It's probably better to install tazpkg-3.4.tazpkg as it is now installable in slitaz 2.0 (i'm not sure if this became installable after i extracted tazpkg-3.4.tazpkg and followed the steps you indicated). Much thanks for your expertise!
Hi Aleksej What is mysterious for you? I suppose the built-in ability to manage correctly some little things like Debian does (ar and dpkg). I suppose that SliTaz did get that performance from busybox? In the past, it was possible to start correctly debootstrap in SliTaz (debootstrap did require two operators: ar and wget) and get a operable Debian basic core. As I never use some usb stick and have no CD any more (only very old CD's, so I can start SliTaz from Web but Debian; and it is not possible any more to start a Debian installation from Mini-CD using it 'frugal' as the boot file are in the second tree level and Grub can't operate with file in second tree level, I did try to install with debootstrap out a running SliTaz. It did not success. I suppose that our bash / shell are today becoming to be too different!).
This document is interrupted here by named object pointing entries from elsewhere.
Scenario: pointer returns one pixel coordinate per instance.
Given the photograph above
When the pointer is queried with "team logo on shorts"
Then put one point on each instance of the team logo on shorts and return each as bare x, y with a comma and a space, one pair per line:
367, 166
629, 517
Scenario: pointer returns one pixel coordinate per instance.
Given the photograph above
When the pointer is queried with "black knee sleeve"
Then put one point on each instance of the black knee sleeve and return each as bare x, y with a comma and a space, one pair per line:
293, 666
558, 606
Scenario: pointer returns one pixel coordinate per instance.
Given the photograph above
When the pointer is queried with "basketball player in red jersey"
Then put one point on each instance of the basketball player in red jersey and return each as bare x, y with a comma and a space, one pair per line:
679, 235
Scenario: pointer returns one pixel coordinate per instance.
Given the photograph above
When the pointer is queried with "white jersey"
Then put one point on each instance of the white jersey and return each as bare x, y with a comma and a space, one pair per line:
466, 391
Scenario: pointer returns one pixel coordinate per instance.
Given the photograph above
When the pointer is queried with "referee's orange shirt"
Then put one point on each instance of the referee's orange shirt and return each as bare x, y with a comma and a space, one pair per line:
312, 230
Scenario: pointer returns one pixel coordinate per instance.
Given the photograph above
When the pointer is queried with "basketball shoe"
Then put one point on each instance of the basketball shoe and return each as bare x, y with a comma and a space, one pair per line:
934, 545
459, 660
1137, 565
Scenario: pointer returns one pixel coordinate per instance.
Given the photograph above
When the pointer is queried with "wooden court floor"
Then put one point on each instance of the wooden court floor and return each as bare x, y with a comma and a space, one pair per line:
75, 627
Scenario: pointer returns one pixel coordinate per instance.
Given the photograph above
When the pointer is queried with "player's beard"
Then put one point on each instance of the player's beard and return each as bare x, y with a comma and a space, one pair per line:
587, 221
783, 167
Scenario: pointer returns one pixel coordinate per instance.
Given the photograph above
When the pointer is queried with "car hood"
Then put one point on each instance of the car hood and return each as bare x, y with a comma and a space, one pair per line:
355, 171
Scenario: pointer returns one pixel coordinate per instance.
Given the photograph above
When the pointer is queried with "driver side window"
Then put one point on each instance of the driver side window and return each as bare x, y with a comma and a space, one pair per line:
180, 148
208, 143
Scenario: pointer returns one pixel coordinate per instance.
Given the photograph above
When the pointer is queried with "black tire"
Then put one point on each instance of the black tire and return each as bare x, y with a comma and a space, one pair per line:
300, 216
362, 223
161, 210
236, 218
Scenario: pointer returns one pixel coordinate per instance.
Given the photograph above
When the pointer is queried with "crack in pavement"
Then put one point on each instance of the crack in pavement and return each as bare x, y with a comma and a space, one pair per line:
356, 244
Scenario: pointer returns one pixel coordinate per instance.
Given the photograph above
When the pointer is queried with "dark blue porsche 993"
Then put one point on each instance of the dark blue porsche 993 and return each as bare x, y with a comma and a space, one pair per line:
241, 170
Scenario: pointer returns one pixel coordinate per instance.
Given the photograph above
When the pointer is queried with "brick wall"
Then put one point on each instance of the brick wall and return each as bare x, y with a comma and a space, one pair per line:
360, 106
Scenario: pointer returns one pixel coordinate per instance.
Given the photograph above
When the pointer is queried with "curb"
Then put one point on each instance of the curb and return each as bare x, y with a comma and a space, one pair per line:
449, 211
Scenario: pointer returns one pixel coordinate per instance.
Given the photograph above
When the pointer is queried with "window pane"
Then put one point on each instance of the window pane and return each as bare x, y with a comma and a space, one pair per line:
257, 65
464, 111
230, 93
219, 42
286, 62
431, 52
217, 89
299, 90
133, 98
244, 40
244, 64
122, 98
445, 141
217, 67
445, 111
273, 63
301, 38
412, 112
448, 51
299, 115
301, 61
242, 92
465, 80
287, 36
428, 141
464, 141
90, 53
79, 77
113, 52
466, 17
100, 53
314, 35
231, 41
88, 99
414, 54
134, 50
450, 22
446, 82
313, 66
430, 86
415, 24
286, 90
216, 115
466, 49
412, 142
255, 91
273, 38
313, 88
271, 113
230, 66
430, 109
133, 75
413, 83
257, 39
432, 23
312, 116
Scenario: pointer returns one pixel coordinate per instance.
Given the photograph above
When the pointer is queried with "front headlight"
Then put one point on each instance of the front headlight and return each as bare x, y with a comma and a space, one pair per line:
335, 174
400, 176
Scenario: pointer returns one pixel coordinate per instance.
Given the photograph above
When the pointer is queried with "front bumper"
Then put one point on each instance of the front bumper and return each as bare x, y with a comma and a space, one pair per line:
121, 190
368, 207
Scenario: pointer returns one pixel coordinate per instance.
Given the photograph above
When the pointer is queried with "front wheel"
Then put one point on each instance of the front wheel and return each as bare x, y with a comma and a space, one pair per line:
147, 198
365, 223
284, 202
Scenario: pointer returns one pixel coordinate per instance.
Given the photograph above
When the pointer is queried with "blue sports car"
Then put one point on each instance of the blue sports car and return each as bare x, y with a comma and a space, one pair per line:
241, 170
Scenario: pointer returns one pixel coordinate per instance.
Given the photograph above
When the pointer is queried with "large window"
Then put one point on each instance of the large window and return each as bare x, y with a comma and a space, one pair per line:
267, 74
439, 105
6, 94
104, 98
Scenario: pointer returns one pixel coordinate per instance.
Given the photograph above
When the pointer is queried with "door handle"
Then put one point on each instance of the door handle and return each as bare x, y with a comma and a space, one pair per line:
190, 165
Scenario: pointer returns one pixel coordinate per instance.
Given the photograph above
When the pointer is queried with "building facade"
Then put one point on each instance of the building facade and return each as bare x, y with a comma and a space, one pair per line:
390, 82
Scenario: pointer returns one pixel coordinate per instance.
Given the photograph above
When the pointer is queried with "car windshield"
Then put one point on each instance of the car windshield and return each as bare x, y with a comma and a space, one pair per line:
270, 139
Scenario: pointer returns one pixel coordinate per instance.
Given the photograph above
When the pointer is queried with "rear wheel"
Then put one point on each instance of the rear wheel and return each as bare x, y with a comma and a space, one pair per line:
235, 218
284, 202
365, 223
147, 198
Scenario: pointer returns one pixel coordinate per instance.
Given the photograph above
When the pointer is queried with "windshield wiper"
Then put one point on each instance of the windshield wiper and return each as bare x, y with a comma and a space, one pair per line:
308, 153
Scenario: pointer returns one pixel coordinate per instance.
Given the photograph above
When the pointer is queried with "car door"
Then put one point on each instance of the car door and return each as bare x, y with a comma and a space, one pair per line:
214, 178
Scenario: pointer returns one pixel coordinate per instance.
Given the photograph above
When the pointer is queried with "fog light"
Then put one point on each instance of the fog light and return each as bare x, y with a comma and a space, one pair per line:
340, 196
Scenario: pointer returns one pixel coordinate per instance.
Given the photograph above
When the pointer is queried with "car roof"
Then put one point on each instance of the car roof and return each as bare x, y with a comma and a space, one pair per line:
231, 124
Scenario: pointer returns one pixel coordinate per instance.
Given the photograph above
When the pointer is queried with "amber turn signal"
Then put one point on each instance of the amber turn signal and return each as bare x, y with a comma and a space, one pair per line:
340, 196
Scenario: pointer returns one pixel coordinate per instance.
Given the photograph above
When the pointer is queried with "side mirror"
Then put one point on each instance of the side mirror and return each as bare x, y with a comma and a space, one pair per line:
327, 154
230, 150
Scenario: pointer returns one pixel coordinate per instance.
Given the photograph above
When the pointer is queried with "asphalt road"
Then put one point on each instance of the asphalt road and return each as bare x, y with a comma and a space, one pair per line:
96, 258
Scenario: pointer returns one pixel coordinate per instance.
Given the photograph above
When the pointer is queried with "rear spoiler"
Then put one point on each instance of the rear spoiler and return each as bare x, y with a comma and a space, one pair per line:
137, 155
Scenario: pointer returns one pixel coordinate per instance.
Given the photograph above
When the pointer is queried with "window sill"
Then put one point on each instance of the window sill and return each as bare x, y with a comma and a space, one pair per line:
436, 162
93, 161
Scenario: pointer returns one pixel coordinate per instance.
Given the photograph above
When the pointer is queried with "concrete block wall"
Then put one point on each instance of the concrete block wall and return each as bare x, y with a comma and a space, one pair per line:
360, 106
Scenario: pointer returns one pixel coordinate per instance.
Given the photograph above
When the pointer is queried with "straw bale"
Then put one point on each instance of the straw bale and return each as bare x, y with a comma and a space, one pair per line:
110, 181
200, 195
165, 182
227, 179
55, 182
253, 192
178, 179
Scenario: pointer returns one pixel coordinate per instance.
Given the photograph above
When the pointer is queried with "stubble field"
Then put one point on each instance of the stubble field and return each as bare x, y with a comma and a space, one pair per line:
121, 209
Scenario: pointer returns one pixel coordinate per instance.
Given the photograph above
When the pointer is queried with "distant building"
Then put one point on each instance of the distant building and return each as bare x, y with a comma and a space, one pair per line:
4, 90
I am sorry but it is not a profit for SliTaz to become more isolated from all the other major distribution. It would be a great advantage to be able to complete the own system with Debian or Slackware packages (or Redhat, but this part of the Linux world did become to commercial for me.). It was an error to introduce a own packaging system and not to copy as a slave a preexistent one! Intercompatibility is always an advantage for all!
Why not directly.deb's (or Slackware packages)? Kind regards.
Hi oui, I just can't understand which part of Debian (possible, small part) SliTaz uses. I'm with SliTaz not from scratch — first SliTaz version I've use was SliTaz 3.0.
Ubuntu Debian Packages
And I've not found Debian parts there. Last year I started SliTaz versions 1.0 and 2.0, just out of curiosity. It was too fast to see details, so maybe some Debian goodies was used in that SliTaz versions? As for 'ar' — this type of archive used to 'glue together' static libraries and its configuration files, and you'll find them in the.-dev packages (something like /usr/lib/.a).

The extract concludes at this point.